Physician Ownership of Physical Therapy Services
Currently, consumers have many choices of where to obtain Physical Therapy services for their pain and sports injuries. One option includes a clinic owned by the physician, often an orthopedist or physiatrist, who refers the patient to the clinic in which he/she has financial ownership. This arrangement, described as a physician owned physical therapy service (POPTS) has been around for decades as physicians try to increase revenue within their practices. Unfortunately, this arrangement comes with a higher cost and poorer outcomes for patients.

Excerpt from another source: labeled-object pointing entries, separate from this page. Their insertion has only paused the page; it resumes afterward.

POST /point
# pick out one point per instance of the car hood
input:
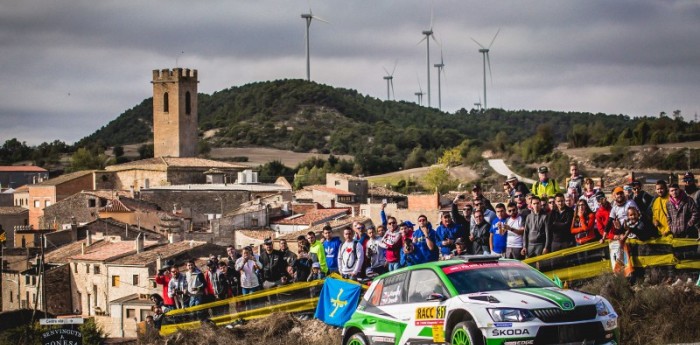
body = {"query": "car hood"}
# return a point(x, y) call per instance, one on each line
point(531, 298)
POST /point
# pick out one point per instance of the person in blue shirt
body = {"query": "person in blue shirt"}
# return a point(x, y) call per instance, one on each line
point(497, 240)
point(447, 233)
point(331, 246)
point(424, 239)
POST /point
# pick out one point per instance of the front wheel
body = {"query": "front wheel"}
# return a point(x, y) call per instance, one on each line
point(357, 339)
point(466, 333)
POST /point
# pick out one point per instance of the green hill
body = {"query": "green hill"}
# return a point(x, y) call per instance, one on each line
point(302, 116)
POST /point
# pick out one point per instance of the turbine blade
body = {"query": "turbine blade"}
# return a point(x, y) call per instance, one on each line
point(478, 43)
point(494, 37)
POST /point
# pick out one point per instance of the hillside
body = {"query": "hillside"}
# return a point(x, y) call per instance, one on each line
point(308, 117)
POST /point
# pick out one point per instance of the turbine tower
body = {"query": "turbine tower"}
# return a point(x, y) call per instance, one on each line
point(485, 53)
point(440, 66)
point(308, 17)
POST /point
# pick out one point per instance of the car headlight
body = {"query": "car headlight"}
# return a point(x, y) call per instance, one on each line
point(602, 308)
point(510, 315)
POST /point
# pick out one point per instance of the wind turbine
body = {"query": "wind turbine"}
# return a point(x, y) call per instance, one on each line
point(389, 77)
point(308, 17)
point(428, 34)
point(485, 53)
point(440, 66)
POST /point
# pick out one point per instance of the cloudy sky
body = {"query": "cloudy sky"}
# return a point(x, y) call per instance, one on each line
point(68, 67)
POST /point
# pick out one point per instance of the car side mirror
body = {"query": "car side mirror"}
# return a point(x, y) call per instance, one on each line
point(436, 297)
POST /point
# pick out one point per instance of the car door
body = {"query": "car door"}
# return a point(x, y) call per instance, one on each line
point(424, 316)
point(384, 305)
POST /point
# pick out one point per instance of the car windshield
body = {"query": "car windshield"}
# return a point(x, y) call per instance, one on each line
point(479, 277)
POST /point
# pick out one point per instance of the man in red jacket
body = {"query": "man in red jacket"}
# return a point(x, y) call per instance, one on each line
point(163, 278)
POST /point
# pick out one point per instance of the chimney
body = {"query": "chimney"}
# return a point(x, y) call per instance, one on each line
point(139, 243)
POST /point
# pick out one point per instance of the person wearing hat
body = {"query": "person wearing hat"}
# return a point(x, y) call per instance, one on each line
point(544, 186)
point(659, 211)
point(516, 185)
point(602, 214)
point(618, 213)
point(163, 278)
point(683, 214)
point(691, 188)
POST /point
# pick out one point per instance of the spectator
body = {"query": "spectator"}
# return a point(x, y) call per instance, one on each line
point(196, 285)
point(515, 227)
point(177, 288)
point(375, 253)
point(498, 233)
point(316, 248)
point(537, 236)
point(636, 228)
point(331, 246)
point(316, 273)
point(575, 179)
point(683, 214)
point(602, 215)
point(560, 224)
point(517, 186)
point(618, 213)
point(302, 265)
point(480, 234)
point(393, 243)
point(351, 256)
point(274, 267)
point(163, 278)
point(460, 248)
point(589, 194)
point(544, 186)
point(447, 233)
point(247, 265)
point(287, 254)
point(643, 200)
point(691, 187)
point(583, 224)
point(478, 195)
point(659, 209)
point(424, 242)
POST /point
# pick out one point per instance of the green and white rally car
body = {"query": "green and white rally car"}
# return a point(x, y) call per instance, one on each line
point(477, 300)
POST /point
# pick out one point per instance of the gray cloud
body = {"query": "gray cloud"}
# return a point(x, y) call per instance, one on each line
point(69, 67)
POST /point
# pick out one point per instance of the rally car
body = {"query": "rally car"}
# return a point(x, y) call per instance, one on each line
point(477, 300)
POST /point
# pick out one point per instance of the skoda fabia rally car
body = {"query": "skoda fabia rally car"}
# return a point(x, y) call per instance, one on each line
point(477, 300)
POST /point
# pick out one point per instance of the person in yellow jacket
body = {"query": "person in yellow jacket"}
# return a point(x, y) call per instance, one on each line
point(659, 210)
point(544, 186)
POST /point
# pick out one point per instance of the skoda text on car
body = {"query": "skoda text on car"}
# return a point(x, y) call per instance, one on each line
point(477, 300)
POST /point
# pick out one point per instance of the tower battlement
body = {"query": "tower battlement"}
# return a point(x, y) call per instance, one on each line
point(173, 74)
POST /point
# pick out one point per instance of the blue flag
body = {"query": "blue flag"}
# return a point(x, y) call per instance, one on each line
point(337, 302)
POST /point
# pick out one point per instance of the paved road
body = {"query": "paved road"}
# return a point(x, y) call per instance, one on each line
point(500, 167)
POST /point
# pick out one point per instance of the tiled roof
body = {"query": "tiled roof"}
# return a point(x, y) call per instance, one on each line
point(11, 210)
point(170, 250)
point(61, 254)
point(331, 190)
point(22, 168)
point(111, 250)
point(314, 216)
point(64, 178)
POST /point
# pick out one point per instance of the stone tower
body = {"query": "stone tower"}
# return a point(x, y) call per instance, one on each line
point(175, 113)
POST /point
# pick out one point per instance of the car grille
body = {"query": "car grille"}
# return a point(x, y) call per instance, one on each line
point(580, 313)
point(582, 333)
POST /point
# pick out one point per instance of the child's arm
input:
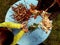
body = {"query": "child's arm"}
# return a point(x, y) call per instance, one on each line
point(18, 36)
point(11, 25)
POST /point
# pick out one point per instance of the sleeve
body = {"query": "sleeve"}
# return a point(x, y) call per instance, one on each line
point(10, 25)
point(17, 37)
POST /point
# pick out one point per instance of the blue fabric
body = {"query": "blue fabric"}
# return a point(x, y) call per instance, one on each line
point(37, 36)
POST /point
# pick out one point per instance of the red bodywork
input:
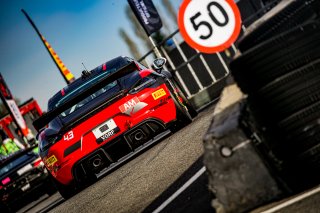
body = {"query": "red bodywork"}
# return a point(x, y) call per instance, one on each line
point(155, 103)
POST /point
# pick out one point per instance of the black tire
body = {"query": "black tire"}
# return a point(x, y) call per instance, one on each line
point(301, 119)
point(253, 71)
point(276, 22)
point(289, 93)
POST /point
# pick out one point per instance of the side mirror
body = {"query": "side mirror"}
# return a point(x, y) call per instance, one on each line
point(158, 63)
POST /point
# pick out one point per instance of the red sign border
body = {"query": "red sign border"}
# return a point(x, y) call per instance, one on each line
point(205, 49)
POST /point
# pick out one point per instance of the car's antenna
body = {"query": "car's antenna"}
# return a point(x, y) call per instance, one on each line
point(84, 67)
point(66, 74)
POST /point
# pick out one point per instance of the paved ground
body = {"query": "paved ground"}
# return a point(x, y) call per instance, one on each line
point(169, 177)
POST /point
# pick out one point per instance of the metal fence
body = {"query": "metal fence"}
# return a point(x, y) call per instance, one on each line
point(197, 72)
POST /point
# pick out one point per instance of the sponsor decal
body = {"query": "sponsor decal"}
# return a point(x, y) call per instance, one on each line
point(146, 13)
point(158, 94)
point(129, 104)
point(108, 135)
point(68, 136)
point(51, 160)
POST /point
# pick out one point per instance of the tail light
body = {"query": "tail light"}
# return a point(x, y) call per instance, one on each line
point(5, 181)
point(38, 162)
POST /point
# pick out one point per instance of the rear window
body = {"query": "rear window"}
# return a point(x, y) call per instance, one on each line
point(99, 97)
point(81, 84)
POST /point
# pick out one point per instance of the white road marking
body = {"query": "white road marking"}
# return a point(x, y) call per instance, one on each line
point(292, 201)
point(179, 191)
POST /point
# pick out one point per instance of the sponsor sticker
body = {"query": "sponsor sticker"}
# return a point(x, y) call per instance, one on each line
point(108, 135)
point(129, 104)
point(51, 160)
point(158, 94)
point(104, 128)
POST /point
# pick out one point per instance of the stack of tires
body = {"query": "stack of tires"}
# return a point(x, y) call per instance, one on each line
point(279, 69)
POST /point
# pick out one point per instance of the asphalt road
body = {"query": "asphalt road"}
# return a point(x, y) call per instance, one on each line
point(168, 177)
point(138, 185)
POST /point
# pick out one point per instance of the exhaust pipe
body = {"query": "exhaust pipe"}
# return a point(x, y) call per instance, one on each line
point(139, 135)
point(96, 162)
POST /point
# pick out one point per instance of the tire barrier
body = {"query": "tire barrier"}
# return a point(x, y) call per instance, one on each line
point(279, 70)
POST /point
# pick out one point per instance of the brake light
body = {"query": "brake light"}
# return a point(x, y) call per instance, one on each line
point(5, 181)
point(37, 162)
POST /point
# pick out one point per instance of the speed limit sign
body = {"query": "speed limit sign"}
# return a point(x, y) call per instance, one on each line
point(209, 25)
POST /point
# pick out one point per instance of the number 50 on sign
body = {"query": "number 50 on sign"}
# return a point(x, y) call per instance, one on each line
point(209, 25)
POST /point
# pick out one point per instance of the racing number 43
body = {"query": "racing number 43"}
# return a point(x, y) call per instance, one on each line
point(68, 136)
point(216, 21)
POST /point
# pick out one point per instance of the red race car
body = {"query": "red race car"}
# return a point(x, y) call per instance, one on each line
point(105, 117)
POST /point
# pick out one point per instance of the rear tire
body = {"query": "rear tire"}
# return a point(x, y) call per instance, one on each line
point(182, 114)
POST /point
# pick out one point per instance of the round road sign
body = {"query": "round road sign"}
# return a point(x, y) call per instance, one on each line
point(209, 25)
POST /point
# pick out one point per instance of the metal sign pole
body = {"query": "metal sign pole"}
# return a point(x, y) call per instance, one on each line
point(156, 50)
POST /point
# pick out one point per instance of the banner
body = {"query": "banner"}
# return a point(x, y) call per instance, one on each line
point(67, 75)
point(12, 107)
point(147, 15)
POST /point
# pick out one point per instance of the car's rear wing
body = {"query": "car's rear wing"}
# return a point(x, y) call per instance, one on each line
point(42, 121)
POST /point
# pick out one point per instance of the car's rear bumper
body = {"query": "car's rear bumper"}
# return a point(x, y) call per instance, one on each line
point(119, 150)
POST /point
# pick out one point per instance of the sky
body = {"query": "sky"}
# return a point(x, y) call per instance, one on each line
point(80, 31)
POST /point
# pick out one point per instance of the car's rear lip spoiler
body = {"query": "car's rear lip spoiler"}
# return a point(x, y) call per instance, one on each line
point(49, 116)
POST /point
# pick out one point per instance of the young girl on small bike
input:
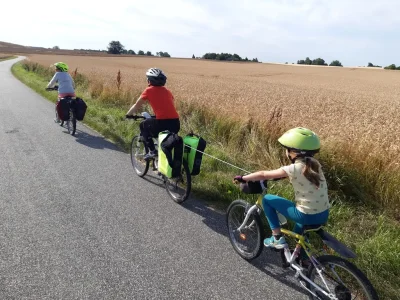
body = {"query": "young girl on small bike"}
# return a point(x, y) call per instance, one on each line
point(66, 85)
point(311, 205)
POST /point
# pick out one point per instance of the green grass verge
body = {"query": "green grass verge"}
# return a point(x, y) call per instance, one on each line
point(374, 237)
point(8, 57)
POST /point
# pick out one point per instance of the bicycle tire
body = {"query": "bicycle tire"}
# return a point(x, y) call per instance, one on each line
point(135, 145)
point(171, 184)
point(235, 216)
point(341, 292)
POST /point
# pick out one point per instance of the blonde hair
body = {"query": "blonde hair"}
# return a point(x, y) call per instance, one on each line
point(312, 170)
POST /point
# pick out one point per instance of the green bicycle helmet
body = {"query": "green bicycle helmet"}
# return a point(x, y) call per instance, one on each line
point(63, 67)
point(301, 140)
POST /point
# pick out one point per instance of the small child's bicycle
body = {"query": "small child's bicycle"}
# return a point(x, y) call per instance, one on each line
point(326, 277)
point(178, 187)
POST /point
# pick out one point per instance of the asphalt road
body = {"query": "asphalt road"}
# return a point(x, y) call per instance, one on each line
point(77, 223)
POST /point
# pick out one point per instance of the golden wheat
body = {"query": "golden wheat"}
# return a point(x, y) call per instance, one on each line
point(341, 104)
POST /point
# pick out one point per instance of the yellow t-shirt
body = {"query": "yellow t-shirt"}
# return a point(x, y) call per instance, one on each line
point(309, 198)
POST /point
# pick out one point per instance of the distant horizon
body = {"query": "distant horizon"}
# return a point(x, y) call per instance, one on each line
point(190, 57)
point(353, 32)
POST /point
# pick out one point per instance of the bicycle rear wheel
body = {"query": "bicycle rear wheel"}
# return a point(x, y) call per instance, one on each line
point(138, 151)
point(248, 242)
point(179, 187)
point(343, 280)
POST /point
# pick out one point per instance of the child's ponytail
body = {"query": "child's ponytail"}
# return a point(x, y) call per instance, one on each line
point(312, 170)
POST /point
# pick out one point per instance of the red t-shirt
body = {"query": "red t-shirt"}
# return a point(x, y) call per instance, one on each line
point(161, 101)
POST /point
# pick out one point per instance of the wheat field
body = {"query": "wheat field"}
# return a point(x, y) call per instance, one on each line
point(356, 105)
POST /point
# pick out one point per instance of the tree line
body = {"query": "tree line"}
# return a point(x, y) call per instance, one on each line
point(318, 62)
point(115, 47)
point(226, 57)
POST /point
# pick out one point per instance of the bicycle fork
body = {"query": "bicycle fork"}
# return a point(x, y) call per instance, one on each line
point(290, 260)
point(248, 214)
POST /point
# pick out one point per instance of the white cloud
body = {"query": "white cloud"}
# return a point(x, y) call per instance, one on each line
point(272, 30)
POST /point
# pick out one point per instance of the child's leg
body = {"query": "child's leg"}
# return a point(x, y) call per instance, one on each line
point(272, 204)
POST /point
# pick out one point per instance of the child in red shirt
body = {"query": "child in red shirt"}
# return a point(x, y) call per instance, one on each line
point(162, 102)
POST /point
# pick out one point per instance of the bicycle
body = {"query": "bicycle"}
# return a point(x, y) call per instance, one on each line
point(71, 122)
point(246, 235)
point(178, 187)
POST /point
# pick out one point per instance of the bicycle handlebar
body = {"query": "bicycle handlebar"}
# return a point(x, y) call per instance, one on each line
point(55, 88)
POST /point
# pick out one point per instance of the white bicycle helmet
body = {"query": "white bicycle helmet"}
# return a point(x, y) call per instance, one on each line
point(156, 77)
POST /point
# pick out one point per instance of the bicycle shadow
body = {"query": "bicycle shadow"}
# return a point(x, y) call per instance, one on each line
point(95, 142)
point(268, 262)
point(153, 178)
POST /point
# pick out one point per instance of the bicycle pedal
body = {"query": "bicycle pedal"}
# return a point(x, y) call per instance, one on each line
point(274, 249)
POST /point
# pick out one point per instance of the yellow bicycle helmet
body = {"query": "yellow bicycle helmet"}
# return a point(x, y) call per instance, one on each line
point(63, 67)
point(300, 139)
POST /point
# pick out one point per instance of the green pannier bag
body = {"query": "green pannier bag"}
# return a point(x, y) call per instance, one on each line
point(193, 143)
point(170, 154)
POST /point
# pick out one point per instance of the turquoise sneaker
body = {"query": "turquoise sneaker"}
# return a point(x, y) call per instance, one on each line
point(271, 242)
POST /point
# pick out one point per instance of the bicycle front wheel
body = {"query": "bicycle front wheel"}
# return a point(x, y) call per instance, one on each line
point(248, 242)
point(179, 187)
point(340, 279)
point(138, 151)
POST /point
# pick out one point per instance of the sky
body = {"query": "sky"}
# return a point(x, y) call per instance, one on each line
point(353, 31)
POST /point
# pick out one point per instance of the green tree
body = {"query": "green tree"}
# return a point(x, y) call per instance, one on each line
point(319, 62)
point(163, 54)
point(391, 67)
point(115, 47)
point(336, 63)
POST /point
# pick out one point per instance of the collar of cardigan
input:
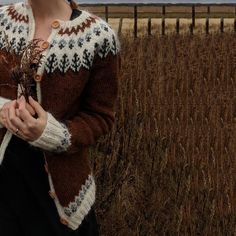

Mitchell et al. (JAMA, 1992) was one of the first researchers to describe the limitations of these arrangements as compared to privately owned Physical Therapy services. The authors reported patients who were seen at a POPTS used 45% more visits at a 30-40% greater cost for the same diagnosis as compared to a PT owned practice. Often this care is associated with a greater utilization of less educated and trained providers including Physical Therapist Assistants (PTA), aides, or technicians (Resnik et al. Health Res Ed Trust. 2006). In comparison clinics who utilize only Physical Therapists document superior outcomes to those using more Physical Therapy extenders.
An interesting study was just published looking at these two clinic settings in relation to patients with low back pain (LBP). Mitchell et al. studied 158,151 patient visits for low back pain in Texas between 2008-2011 to determine the impact of clinic ownership on patients outcomes and cost. Consistent with prior research, if a patient was referred to a clinic in which the physician had financial ownership he/she experienced a higher percentage of passive care including modalities like ultrasound as well as 35% greater cost per episode of care. The utilization of passive care for low back pain is inconsistent with the latest medical research advocating for active treatments to reduce pain and disability and likely creates a longer episode of care for patients suffering with low back pain symptoms. The greater cost is attributed to the use of "incident to" billing in physicians offices which allows them to bill a higher rate for the same service.
The evidence has been consistent with POPTS, when physicians have an ownership in a service whether it be an MRI scanner or PT clinic the utilization of these services increases. In regards to POPTS, this increased utilization comes with poorer outcomes and an increased cost. If you are referred to Physical Therapy you always have a choice on where you obtain these services. I encourage you to do your research and find a local, knowledgeable PT.